L’appel des 3 000 magistrats et greffiers : le signe d’une justice non « réparée »
Il y a à peine quelques jours, le garde des Sceaux se réjouissait d’avoir « réparé la justice » et profitait du lancement des états généraux pour porter fièrement son bilan. La réalité est tout autre : le 23 novembre, plus de 3 000 magistrats, soit près d’un tiers des juges français, et une centaine de greffiers signent une tribune dénonçant une justice « qui raisonne uniquement en chiffres, qui chronomètre et comptabilise tout ».
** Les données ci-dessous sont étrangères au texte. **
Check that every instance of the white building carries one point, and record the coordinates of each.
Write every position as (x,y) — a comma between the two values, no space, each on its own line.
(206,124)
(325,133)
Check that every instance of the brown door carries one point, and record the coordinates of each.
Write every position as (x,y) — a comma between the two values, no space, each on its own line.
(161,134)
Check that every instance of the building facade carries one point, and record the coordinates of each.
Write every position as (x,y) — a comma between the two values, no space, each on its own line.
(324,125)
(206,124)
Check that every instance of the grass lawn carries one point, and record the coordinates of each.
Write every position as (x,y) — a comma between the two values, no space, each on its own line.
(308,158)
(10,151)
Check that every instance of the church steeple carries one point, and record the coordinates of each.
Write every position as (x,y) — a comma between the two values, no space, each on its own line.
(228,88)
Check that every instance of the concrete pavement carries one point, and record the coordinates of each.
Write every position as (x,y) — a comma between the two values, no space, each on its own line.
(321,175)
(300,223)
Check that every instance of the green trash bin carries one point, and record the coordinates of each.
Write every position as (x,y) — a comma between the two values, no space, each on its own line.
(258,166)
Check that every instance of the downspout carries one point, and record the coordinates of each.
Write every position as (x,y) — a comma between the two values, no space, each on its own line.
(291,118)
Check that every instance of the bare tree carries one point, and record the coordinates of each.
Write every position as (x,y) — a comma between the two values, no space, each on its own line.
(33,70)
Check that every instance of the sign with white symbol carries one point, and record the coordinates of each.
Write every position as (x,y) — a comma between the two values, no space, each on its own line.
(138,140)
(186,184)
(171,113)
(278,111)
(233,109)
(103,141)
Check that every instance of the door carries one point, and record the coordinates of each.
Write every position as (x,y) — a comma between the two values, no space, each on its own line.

Ce cri d’alerte, fait rare dans la justice, atteste de la souffrance des magistrats et greffiers et du désarroi du monde judiciaire face à des audiences surchargées, des arrêts maladie qui se multiplient, des audiences classées sans suite ou encore l’obligation de traiter des affaires de divorce « en quinze minutes » sans pouvoir donner la parole aux parties. Cette situation génère une « discordance » au détriment du justiciable entre la volonté de ces professionnels de « rendre une justice de qualité » et la réalité.
Le constat est clair : aujourd’hui, la justice est à bout de souffle et ne peut plus remplir ses missions. La France compte toujours deux fois moins de juges et de personnels de greffe et quatre fois moins de procureurs que la moyenne européenne alors que le nombre d’affaires traitées devant les tribunaux ne cesse d’augmenter. Par conséquent, aucune réorganisation sans un recrutement important de magistrats et de greffiers ne pourra pallier une telle pénurie.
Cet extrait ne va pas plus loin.